Dominica’s then Prime Minister, Pierre Charles, stated in 2001, “A number of people who held Dominican passports were discovered to have had criminal records,” according to a BBC story.
The Los Angeles Times echoed these comments in an article from February 20, 2000: “U.S. and British law enforcement officials say this nation of 75,000 people has opened itself to threats from Russian and Chinese organized crime figures and international money launderers. The threat comes, U.S. officials say, through the island’s controversial Economic Citizenship Program…”
According to HKCR records, Mr. Liu has had a Dominica passport since at least April 2004, when AOB was listed on the OTC bulletin board. The question arises of why the chairman and CEO of an NYSE-listed company would use multiple passports in regulatory filings for Hong Kong companies that include several subsidiaries of AOB, and indeed, why he would have a passport from Dominica at all. At the least, it raises an appearance of inappropriateness and suggests Mr. Liu is not sufficiently counseled on corporate governance standards acceptable to U.S. investors.

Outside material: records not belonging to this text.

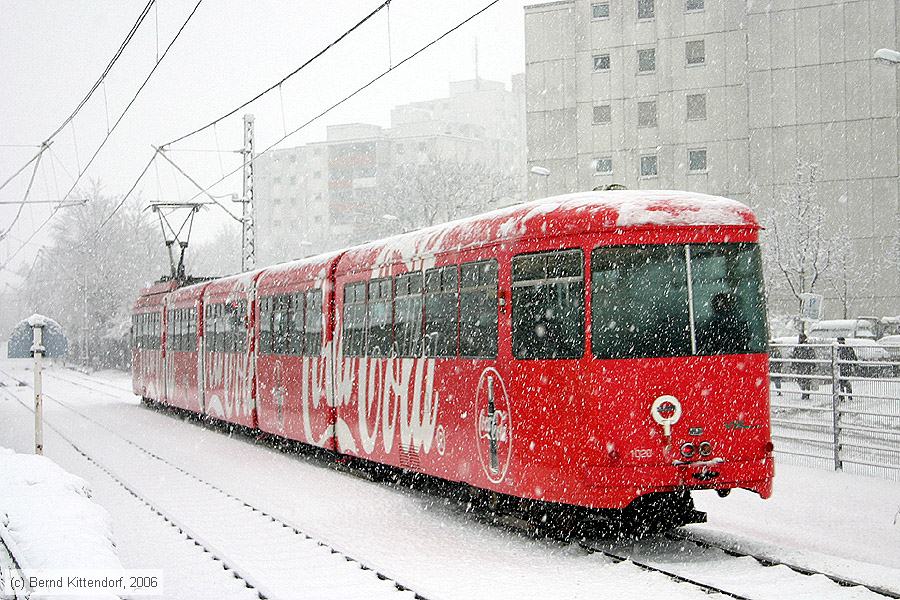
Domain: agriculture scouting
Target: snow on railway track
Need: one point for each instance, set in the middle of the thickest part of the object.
(729, 572)
(270, 555)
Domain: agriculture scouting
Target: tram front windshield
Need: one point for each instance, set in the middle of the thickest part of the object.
(677, 300)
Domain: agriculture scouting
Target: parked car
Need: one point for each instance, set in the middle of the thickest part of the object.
(867, 351)
(891, 345)
(846, 328)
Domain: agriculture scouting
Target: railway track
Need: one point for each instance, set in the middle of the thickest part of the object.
(720, 569)
(681, 556)
(270, 555)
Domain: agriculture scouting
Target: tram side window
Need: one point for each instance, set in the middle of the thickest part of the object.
(378, 316)
(441, 315)
(408, 314)
(313, 329)
(729, 299)
(281, 325)
(157, 331)
(548, 305)
(236, 318)
(354, 327)
(639, 302)
(207, 328)
(478, 309)
(265, 325)
(298, 315)
(181, 325)
(190, 330)
(218, 329)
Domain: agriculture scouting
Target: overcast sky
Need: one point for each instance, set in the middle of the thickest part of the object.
(51, 52)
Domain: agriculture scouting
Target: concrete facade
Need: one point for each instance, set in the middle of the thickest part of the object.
(322, 196)
(725, 97)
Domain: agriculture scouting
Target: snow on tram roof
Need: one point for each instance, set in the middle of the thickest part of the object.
(612, 209)
(633, 208)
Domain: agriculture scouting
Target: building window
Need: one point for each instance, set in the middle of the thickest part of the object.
(600, 10)
(603, 166)
(697, 160)
(649, 165)
(696, 107)
(602, 114)
(647, 60)
(647, 114)
(601, 62)
(695, 52)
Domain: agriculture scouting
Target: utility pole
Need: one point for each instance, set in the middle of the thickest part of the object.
(248, 237)
(37, 349)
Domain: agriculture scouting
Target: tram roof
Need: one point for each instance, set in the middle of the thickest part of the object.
(563, 215)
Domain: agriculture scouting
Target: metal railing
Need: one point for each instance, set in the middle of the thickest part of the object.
(837, 407)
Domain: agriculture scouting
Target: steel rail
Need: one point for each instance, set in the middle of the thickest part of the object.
(269, 516)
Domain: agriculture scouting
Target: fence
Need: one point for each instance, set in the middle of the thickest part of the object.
(837, 407)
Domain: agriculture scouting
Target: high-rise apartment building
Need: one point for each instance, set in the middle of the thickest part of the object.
(725, 97)
(324, 195)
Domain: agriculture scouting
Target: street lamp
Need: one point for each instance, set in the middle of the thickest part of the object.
(887, 56)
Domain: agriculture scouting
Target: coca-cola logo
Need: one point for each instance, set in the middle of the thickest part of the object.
(493, 425)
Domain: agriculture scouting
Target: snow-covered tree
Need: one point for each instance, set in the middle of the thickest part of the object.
(440, 189)
(851, 277)
(800, 251)
(88, 277)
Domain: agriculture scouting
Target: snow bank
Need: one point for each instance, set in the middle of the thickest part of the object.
(47, 515)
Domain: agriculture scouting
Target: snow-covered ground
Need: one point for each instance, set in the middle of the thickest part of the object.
(847, 525)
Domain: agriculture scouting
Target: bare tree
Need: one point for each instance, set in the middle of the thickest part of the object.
(851, 279)
(441, 189)
(800, 251)
(88, 279)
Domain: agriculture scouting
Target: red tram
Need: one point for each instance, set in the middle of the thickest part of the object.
(588, 349)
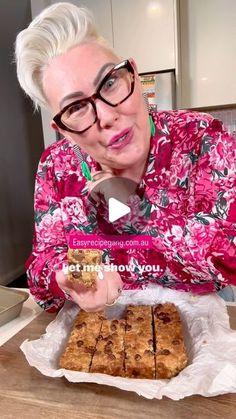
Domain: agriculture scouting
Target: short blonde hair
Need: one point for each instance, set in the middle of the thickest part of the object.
(54, 31)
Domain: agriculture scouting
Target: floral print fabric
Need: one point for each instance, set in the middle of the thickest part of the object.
(190, 189)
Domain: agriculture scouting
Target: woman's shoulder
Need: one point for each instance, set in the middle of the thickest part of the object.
(57, 148)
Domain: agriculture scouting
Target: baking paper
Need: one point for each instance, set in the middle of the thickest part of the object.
(211, 347)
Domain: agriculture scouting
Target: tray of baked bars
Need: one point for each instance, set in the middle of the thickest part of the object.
(11, 303)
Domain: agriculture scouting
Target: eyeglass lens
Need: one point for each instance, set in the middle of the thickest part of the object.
(115, 89)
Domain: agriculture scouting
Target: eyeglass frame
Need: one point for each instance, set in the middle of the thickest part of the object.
(91, 99)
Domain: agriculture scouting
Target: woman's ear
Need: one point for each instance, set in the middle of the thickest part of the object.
(54, 126)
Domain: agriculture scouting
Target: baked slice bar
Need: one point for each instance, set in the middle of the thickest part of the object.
(170, 351)
(109, 354)
(81, 345)
(81, 263)
(139, 355)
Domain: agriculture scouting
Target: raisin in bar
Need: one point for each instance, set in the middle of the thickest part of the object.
(85, 259)
(139, 355)
(170, 355)
(80, 348)
(109, 354)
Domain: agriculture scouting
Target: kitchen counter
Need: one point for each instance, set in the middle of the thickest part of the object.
(29, 311)
(25, 393)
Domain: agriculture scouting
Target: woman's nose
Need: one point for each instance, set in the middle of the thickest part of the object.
(106, 114)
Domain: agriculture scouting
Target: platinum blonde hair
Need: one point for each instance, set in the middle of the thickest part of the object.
(54, 31)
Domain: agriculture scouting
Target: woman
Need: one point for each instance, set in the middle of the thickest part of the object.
(184, 161)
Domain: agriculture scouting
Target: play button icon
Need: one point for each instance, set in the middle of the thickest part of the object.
(116, 209)
(110, 200)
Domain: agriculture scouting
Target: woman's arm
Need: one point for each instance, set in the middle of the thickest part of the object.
(201, 239)
(49, 242)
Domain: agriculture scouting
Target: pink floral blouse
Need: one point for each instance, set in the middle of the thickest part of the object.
(190, 185)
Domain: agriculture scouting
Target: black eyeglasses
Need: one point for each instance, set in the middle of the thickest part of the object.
(115, 88)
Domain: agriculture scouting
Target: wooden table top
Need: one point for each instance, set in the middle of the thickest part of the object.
(27, 394)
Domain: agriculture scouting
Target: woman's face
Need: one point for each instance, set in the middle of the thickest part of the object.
(76, 75)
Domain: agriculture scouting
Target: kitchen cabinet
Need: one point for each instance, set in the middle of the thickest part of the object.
(207, 48)
(146, 31)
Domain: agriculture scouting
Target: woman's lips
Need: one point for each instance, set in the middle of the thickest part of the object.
(121, 140)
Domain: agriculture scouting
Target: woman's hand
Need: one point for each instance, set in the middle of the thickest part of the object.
(106, 292)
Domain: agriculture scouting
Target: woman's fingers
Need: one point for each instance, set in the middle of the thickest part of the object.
(106, 292)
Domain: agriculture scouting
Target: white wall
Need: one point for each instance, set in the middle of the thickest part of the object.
(21, 143)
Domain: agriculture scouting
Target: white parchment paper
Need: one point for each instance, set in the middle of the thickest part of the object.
(210, 342)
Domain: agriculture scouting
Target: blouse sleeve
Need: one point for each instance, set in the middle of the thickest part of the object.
(203, 242)
(49, 242)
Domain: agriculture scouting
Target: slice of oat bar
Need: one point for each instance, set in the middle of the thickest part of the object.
(81, 345)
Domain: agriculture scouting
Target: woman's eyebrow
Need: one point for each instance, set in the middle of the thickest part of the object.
(98, 77)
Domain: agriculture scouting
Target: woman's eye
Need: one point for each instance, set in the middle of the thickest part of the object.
(74, 108)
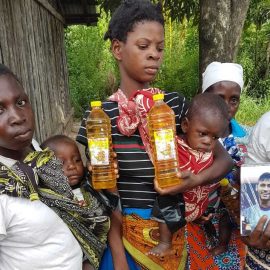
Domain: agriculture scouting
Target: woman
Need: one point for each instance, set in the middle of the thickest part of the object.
(136, 32)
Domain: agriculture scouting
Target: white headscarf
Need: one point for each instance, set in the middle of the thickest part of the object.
(217, 72)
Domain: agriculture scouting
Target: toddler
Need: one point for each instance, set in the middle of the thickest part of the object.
(205, 122)
(66, 150)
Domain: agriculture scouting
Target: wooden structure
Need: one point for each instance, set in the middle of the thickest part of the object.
(32, 46)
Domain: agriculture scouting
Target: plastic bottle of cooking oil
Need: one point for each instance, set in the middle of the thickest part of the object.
(230, 197)
(161, 125)
(98, 128)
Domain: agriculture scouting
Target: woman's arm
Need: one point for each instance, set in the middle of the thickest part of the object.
(222, 164)
(115, 242)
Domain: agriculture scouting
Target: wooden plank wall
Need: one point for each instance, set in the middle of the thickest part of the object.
(32, 46)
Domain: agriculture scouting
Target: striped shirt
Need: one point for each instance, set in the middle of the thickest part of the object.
(136, 171)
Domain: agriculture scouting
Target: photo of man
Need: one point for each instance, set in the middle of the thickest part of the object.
(255, 201)
(263, 190)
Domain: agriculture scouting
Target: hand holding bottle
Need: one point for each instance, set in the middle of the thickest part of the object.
(260, 237)
(188, 181)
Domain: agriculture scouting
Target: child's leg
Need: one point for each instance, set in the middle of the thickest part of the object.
(165, 242)
(225, 232)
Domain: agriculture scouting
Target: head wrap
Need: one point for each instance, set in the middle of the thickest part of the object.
(217, 72)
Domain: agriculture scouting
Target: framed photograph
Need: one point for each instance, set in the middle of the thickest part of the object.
(255, 195)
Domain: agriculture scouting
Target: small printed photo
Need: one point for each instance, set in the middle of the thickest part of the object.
(255, 195)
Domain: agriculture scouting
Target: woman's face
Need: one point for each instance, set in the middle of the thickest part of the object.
(230, 92)
(16, 118)
(141, 55)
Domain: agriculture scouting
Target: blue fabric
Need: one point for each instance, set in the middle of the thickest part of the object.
(107, 261)
(143, 213)
(237, 130)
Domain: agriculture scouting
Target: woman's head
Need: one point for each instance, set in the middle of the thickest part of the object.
(205, 122)
(128, 14)
(225, 80)
(67, 151)
(16, 116)
(136, 32)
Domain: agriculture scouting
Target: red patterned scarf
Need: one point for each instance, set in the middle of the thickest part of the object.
(133, 113)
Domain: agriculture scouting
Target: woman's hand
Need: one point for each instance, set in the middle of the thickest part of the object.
(260, 237)
(188, 181)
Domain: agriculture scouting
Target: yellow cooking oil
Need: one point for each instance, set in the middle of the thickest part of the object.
(162, 132)
(98, 129)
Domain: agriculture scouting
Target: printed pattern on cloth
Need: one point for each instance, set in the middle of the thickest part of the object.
(196, 200)
(57, 194)
(141, 235)
(198, 246)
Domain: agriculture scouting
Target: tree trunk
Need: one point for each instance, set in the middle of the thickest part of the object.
(220, 28)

In what is yet another disclosure issue for AOB, for all nine of the Hong Kong companies where Liu is a director, the corporate secretary is Hotex Company Secretary Limited. Hotex is a part of accounting firm K.P. Cheng & Co., which partners with Weinberg & Company, AOB’s auditor until mid-August 2009, in providing audit services, according to K.P. Cheng’s website. The connection between the corporate secretary of AOB’s subsidiaries, other corporations where Liu has a personal interest, and AOB’s former U.S. auditor appears to be a potential source of conflicts-of-interest.

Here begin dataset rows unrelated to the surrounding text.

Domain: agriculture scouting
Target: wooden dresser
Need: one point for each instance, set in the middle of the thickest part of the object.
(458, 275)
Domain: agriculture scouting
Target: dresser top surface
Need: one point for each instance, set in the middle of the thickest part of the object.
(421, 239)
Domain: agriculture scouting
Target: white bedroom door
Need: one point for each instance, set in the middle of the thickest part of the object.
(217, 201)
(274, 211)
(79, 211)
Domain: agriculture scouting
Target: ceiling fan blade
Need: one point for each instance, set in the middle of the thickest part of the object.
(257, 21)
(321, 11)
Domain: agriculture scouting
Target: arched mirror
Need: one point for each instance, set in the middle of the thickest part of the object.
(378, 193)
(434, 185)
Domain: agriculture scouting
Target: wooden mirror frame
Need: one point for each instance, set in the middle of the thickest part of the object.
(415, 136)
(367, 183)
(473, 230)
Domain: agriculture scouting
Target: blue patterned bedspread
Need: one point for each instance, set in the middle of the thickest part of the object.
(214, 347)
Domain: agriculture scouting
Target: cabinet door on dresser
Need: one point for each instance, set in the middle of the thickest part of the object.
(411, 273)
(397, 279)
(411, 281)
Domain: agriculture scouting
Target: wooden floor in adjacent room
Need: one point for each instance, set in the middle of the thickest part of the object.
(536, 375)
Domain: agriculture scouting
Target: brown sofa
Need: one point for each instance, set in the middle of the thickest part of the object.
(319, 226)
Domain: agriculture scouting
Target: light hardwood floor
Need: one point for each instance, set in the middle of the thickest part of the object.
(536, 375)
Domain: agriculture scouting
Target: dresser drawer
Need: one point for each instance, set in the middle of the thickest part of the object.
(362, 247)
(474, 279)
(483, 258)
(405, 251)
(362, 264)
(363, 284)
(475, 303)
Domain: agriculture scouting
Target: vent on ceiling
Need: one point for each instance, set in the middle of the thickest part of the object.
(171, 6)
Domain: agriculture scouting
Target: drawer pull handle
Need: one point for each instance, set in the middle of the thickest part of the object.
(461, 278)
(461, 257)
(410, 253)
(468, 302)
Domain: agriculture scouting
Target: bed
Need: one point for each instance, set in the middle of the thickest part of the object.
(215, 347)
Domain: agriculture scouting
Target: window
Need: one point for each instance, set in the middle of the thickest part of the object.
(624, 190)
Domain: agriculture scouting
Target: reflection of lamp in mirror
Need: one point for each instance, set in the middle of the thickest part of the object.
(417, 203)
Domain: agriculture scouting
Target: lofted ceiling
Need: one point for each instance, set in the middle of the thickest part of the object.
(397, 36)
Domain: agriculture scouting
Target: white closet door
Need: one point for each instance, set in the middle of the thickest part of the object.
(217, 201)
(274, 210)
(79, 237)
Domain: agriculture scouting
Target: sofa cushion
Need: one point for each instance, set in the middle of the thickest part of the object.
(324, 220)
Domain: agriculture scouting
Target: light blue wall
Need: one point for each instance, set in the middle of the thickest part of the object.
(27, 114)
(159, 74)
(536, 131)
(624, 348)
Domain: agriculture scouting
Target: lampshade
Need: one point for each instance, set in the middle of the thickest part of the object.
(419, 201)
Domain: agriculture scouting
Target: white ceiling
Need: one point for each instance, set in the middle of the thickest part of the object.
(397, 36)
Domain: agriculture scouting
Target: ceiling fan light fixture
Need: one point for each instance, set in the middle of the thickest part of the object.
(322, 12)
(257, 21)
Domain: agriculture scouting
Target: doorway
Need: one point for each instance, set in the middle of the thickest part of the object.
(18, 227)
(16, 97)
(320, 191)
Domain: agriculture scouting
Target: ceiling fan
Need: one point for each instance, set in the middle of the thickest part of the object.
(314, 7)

A report issued by asensio.com on August 5 analyzed disclosures made by AOB concerning a reported $105 million spent in property transactions. Click here to access the report. The report compared disclosures made by AOB in SEC filings with those made in filings with Chinese regulatory agencies. Following the asensio.com report, AOB issued a statement offering an explanation. The explanation is provided and commented upon in an August 7th asensio.com report. AOB has not yet, however, provided complete documentation to fully support its explanation, which in our opinion should include a copy of an independent appraisal of the acquired property.